I don't know in what way you mean "more solar radiation near the poles than the equator". I don't know of any sense in which that is true. Can you supply a reference or argument for that statement?
In general:
The power incident on a surface that is oriented perpendicular to the direction to the sun at a given distance from the sun is constant.
If the surface is not perpendicular, then the power intercepted by the same surface is less due to the tilt. This effect goes like cosine of the angle between the direction to the sun and the perpendicular to the surface area. See this figure for a sense of how that works: https://en.wikipedia.org/wiki/Solar_irradiance#/media/File:Seasons.too.png
At the poles, the sun is never higher in the sky than 23.5 degrees above the horizon so this effect is cosine(90-23.5) which is about 0.4 (so 60% less than if the sun were directly overhead).

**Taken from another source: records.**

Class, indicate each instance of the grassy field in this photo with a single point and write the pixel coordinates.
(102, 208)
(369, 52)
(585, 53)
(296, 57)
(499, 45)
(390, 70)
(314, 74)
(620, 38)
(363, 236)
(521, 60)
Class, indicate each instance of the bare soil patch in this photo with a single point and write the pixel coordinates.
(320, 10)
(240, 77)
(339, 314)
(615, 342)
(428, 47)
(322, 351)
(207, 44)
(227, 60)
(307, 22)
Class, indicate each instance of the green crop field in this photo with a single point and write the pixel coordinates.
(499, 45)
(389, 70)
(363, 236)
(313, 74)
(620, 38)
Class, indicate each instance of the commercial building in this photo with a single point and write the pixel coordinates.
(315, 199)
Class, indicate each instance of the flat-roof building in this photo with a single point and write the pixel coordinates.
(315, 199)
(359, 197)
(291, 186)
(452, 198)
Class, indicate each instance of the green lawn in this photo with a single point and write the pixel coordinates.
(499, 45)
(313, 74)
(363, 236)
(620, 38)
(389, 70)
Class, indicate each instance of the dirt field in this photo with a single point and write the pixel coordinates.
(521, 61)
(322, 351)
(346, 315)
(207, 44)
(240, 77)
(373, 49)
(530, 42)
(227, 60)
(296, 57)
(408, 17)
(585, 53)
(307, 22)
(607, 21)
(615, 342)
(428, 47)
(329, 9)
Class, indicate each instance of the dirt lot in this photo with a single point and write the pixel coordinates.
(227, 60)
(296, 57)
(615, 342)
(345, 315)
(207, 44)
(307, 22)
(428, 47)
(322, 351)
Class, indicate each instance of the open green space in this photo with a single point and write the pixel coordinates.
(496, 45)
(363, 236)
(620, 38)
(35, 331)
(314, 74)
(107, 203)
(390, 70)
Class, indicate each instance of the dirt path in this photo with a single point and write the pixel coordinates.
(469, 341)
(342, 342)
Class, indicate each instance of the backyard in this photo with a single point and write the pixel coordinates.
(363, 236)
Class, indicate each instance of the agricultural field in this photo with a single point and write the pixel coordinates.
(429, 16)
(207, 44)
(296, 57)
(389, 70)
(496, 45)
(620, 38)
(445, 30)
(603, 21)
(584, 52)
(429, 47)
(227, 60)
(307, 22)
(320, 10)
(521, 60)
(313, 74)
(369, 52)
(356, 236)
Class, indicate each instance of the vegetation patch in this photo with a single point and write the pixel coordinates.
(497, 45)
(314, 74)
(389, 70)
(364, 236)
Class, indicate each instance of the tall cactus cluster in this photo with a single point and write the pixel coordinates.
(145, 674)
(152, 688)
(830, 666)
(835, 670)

The extra distance (maximum amount=radius of the earth) away from the sun that the poles are also makes the intensity less, but it is a tiny effect b/c the radius of the earth is so small compared to the distance to the sun. The ratio "radius of earth"/"distance to sun"=0.000043 and the intensity goes down as distance from the sun squared so the fraction by which the intensity is smaller due to this is about 0.0000000018.
There are also many other contributions to the effective heating by solar radiation at a location, including cloud cover, reflectivity of the surface, refraction in the atmosphere, etc. but the cosine effect is one of the biggest.